Partisans of Mearsheimer and Walt might counter, not unfairly, that Petras wades deep into territory which they would avoid like the plague – for example, by insinuating that Israel had a hand in the 9/11 atrocities. Yet, even when considering the twilight world of espionage and counter-terrorism, the books are closer than may seem apparent. Both make, for example, expansive and largely unsubstantiated claims about Israeli espionage activities in the United States. Mearsheimer and Walt conclude that this is evidence of Israeli duplicity; Petras seems to believe that a Mossad operative lurks behind every tree.
What all this demonstrates is that the shadow of conspiracy theory hangs over the efforts of Mearsheimer and Walt, much as they try dissociate themselves from it. I would modestly recommend that they read Petras’s book (if they buy it along with their own volume on Amazon, they’ll get a discount). Who knows? In a rational world, they might just be induced to think again.
Ben Cohen is associate director of AJC’s department on Anti-Semitism and Extremism.
I read both books and, despite clear similarities in their descriptions of a Jewish cabal acting against the best interests of the U.S. government, the narrative advanced by Petras is remarkable in the degree of malice (and power) ascribed to Jews, Israel and the Israel Lobby, and in his willingness to advance often explicit anti-Semitic narratives without qualification.

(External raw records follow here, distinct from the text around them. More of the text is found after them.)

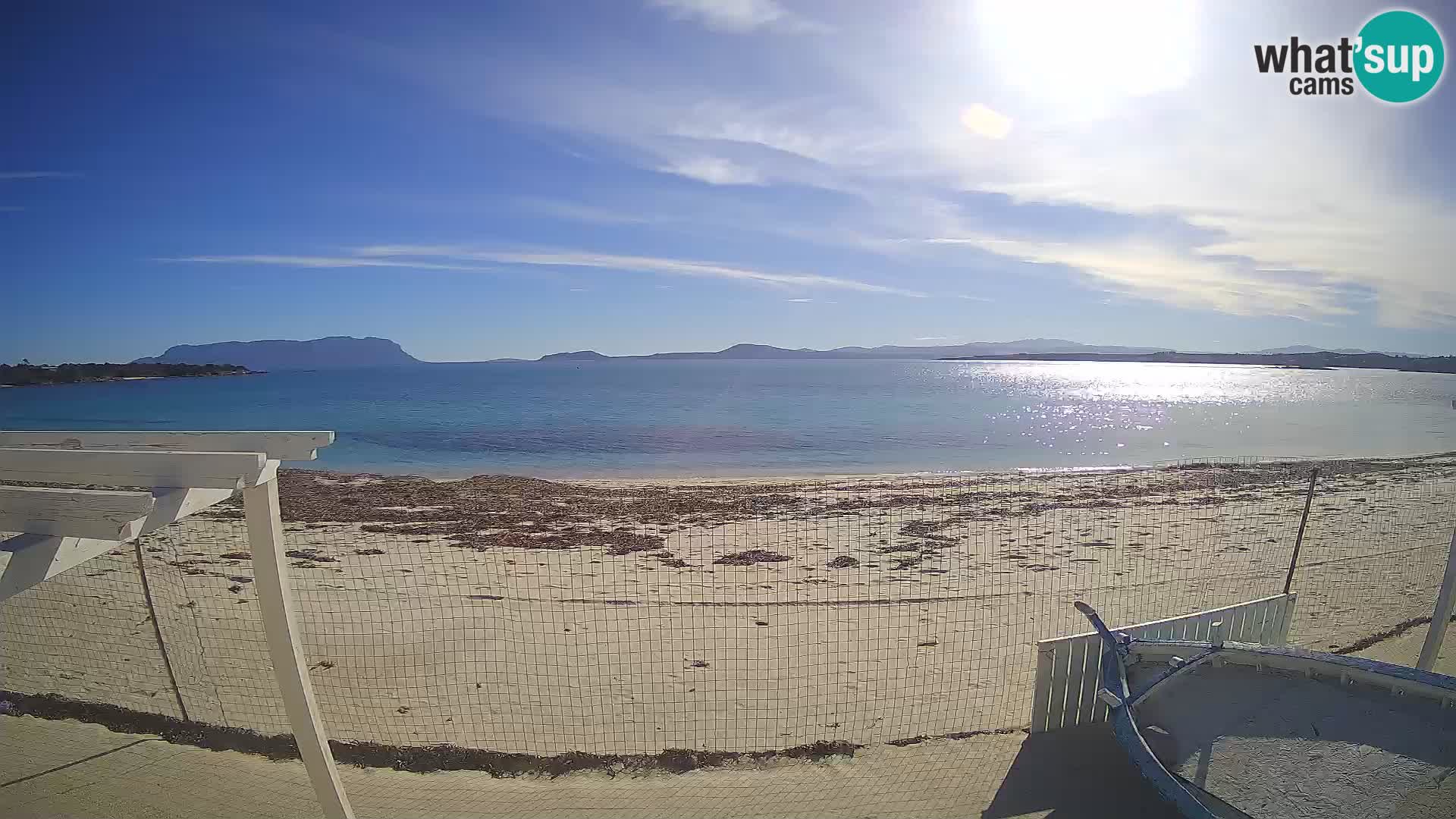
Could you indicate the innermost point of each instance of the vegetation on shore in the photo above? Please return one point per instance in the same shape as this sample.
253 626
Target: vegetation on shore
33 375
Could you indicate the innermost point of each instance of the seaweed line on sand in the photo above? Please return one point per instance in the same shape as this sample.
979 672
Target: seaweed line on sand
422 760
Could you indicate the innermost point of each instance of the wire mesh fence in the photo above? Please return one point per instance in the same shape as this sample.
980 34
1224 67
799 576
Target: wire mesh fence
472 642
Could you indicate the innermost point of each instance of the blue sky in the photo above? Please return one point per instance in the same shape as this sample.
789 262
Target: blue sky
513 180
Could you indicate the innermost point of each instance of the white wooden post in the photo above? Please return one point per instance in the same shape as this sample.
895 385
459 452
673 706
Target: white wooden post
275 599
1442 615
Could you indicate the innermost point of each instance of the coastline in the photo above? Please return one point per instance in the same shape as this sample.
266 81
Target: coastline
117 379
721 614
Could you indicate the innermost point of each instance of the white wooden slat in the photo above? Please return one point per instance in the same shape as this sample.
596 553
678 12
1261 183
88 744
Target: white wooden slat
1237 629
286 649
1258 614
27 560
1068 668
76 513
128 468
1041 692
1087 703
1286 621
277 445
1057 706
1076 667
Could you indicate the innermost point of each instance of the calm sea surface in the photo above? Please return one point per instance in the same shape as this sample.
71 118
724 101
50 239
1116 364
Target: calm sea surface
780 417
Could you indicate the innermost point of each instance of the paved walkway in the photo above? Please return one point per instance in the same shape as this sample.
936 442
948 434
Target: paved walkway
61 768
64 768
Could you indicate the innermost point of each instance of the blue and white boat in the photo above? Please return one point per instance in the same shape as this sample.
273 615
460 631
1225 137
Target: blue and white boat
1231 729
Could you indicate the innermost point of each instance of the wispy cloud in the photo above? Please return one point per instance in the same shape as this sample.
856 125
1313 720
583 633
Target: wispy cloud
576 212
6 175
629 262
883 111
714 171
468 259
739 15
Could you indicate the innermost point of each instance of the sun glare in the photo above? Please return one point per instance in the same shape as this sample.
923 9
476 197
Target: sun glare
1084 58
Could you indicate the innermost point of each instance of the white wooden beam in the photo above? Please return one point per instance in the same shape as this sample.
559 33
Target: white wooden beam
76 513
128 468
27 560
290 668
280 445
1442 615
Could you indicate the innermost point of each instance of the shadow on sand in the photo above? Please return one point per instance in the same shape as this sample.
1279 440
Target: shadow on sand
1076 773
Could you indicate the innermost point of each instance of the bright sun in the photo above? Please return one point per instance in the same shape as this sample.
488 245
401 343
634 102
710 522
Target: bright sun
1085 57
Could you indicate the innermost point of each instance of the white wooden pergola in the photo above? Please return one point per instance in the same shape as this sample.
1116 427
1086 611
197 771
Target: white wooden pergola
174 475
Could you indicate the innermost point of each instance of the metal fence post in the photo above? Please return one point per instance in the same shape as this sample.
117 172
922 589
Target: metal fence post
280 623
1443 613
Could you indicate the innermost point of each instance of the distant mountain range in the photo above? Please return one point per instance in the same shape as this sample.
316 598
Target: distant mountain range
335 352
1308 349
886 352
338 352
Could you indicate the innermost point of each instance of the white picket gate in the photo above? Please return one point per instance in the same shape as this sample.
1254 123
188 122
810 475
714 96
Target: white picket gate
1069 668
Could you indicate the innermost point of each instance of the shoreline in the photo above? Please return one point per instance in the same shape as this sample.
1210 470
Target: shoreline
723 614
635 480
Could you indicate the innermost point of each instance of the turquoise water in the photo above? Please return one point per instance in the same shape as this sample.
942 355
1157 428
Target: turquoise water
780 417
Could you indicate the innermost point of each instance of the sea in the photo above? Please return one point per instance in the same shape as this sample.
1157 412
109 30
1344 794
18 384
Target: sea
733 417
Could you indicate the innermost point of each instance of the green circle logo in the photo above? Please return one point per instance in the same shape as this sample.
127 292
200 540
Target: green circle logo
1400 55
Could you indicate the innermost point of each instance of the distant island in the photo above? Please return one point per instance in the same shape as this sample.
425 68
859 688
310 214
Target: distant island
341 352
36 375
1323 360
335 352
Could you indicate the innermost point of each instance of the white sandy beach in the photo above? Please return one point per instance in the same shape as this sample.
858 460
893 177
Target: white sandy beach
615 629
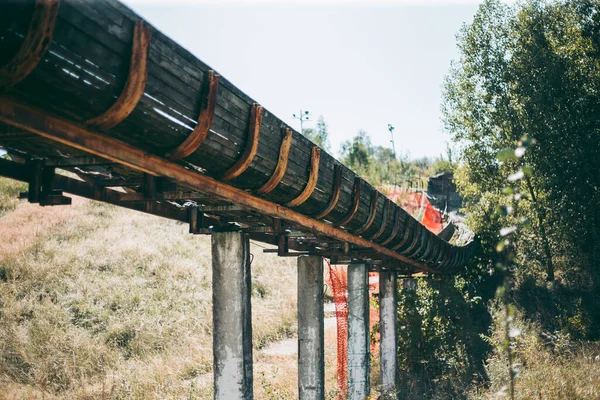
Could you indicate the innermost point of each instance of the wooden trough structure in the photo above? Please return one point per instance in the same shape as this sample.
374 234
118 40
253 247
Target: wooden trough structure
89 87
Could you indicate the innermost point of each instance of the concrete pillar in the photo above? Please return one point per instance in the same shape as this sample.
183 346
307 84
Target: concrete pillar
232 318
358 332
311 353
388 323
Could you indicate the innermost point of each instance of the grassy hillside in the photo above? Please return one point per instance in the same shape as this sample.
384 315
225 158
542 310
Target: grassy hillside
102 302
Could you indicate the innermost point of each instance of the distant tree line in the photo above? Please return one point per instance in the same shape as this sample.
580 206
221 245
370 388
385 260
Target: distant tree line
378 164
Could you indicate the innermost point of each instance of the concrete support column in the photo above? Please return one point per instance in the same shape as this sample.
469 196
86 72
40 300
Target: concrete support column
388 323
358 332
311 354
232 318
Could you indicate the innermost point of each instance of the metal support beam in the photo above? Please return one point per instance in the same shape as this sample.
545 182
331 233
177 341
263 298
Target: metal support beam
311 354
388 323
232 316
358 332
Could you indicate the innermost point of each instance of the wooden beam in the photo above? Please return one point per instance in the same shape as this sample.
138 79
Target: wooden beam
76 161
395 229
136 81
313 176
207 112
74 135
355 203
176 195
372 213
281 167
251 146
384 220
34 47
408 231
335 195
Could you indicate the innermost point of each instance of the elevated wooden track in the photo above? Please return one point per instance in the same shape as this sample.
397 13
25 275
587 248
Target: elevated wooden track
89 87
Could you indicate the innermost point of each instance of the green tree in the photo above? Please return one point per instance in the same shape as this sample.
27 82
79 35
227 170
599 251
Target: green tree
532 70
358 153
319 135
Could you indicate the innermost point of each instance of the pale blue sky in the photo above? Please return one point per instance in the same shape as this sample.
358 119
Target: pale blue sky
361 65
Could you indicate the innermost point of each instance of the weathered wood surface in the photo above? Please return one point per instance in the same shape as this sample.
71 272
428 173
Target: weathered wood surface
86 68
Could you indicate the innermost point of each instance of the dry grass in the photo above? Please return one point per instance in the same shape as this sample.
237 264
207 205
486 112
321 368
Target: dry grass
101 302
550 366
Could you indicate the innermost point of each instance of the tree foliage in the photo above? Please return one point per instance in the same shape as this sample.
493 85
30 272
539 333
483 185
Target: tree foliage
532 69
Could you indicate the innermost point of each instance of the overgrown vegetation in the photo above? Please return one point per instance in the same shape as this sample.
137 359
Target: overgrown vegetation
524 315
109 303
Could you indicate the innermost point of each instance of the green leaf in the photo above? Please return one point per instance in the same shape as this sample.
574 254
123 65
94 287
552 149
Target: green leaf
506 155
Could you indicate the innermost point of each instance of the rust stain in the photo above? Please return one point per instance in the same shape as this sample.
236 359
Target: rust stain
386 212
395 229
136 81
251 147
337 187
312 179
74 135
355 203
372 213
284 152
205 117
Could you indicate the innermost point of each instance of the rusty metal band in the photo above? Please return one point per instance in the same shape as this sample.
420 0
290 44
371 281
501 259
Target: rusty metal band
78 137
409 235
395 229
355 203
439 252
427 251
251 146
136 81
416 245
313 176
34 46
433 252
384 220
284 152
208 100
406 235
443 259
335 196
372 213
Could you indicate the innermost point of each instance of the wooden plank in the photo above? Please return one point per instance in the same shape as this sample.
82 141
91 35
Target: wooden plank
312 180
355 203
384 220
281 167
66 132
136 82
251 146
395 229
335 194
372 214
207 110
34 46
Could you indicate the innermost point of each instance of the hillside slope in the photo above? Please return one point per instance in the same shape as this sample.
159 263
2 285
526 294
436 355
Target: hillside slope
102 302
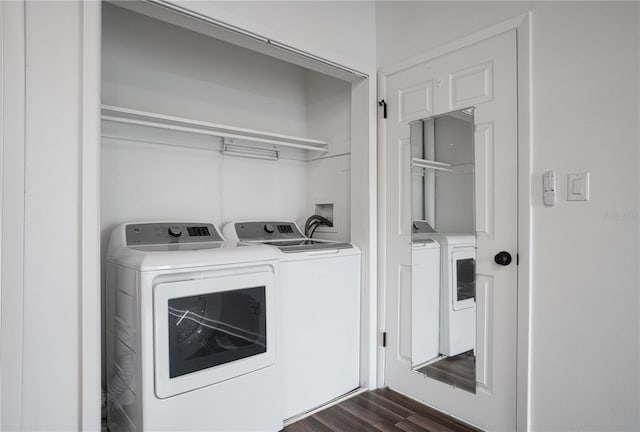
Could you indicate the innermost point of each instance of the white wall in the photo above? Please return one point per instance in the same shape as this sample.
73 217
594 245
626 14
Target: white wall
52 260
154 66
585 303
340 31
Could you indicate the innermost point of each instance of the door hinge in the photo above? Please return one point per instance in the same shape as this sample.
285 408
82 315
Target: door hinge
383 104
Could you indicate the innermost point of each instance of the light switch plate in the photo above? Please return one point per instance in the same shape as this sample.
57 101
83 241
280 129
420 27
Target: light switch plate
578 187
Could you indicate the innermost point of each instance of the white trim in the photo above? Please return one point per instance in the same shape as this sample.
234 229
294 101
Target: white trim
13 199
90 296
494 30
522 25
1 175
525 227
381 232
363 218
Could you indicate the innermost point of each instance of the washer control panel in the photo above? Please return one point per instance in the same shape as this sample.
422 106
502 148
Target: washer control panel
268 230
171 232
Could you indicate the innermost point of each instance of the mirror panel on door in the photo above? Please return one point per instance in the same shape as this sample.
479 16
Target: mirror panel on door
443 249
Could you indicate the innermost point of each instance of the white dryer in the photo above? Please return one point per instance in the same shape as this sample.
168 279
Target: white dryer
319 283
458 302
191 331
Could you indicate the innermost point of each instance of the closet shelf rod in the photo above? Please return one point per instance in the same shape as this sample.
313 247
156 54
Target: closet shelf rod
160 121
438 166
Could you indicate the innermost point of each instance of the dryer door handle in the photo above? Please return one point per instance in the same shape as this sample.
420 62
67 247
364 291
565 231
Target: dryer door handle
503 258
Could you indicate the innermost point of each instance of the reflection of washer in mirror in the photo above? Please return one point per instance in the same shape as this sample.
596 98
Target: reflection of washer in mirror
442 167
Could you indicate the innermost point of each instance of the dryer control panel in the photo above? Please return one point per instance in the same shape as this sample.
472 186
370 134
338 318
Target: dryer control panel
269 230
171 232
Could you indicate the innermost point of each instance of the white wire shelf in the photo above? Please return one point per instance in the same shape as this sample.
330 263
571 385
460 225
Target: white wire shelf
162 121
429 164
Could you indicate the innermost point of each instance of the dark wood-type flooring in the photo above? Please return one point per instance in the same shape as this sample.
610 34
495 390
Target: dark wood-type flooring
379 410
459 371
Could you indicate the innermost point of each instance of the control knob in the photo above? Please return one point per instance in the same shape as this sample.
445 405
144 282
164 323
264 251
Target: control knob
175 231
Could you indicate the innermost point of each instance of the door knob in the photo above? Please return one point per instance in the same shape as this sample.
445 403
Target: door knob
503 258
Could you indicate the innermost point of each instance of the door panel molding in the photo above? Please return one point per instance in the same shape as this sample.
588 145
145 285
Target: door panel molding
485 209
463 83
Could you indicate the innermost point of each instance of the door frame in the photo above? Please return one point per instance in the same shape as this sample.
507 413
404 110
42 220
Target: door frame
522 25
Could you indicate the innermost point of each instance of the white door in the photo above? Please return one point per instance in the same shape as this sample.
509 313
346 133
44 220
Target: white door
482 75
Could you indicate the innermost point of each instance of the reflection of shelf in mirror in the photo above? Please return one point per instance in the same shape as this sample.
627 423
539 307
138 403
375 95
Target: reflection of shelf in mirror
161 121
429 164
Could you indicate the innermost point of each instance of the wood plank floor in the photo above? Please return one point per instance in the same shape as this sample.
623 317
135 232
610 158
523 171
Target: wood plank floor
381 410
459 371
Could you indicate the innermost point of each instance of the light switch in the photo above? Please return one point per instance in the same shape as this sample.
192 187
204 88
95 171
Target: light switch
578 187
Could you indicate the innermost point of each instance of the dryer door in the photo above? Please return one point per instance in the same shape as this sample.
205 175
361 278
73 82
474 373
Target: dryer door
463 275
211 330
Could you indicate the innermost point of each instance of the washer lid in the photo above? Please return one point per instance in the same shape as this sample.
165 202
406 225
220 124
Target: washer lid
142 254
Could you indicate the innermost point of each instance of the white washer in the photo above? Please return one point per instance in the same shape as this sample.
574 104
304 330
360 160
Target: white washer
425 300
191 331
458 303
319 282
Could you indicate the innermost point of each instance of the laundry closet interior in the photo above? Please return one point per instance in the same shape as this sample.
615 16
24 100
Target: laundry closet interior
159 69
197 125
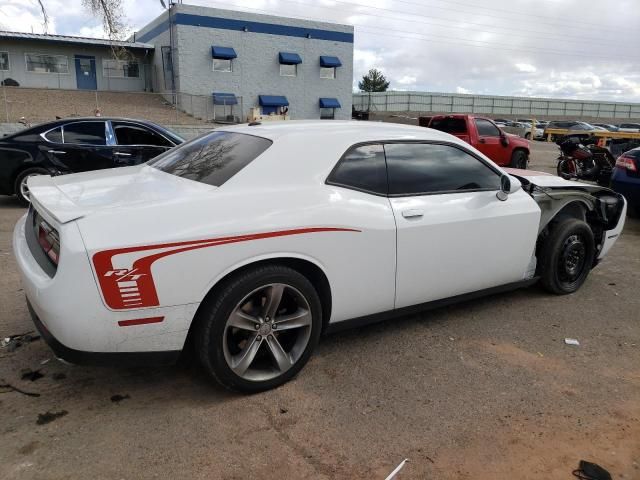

In fact, while Walt and Mearsheimer support a continued – albeit diminished – US relationship with Israel and at least tepidly support Israel’s right to exist, Petras portrays Israel as a Nazi-like state which represents the biggest single threat to peace, human rights, and democracy around the globe. Indeed Petras’ book contains 19 references which – usually implicitly, but sometimes more explicitly – employ language which suggests a comparison between Israel and Nazi Germany, and 11 references which suggest that Israeli treatment of the Palestinians represents nothing short of a Holocaust or Genocide.
I’m IN NO WAY defending Walt/Mearsheimer, but I would like to point out the following Petras quote to show the open hostility towards Jews that is prevalent his book:
“At a time when Israel was killing children in the streets of Rafah and destroying hundreds of homes under the horrified eyes of the entire civilized world…US Congressional leaders and the two major Presidential candidates pledged unconditional support to Israel, evoking the BLOODTHIRSTY CHEERS of investment brokers, dentist, doctors, lawyers – the cream of the cream of American Jewish society. ‘The cause of Israel is the cause of America’ rang out from the mouth of every candidate as the Israelis bulldozed homes and snipers shot small girls on their way to buy candy.”
interesting look at both anti-Israel books.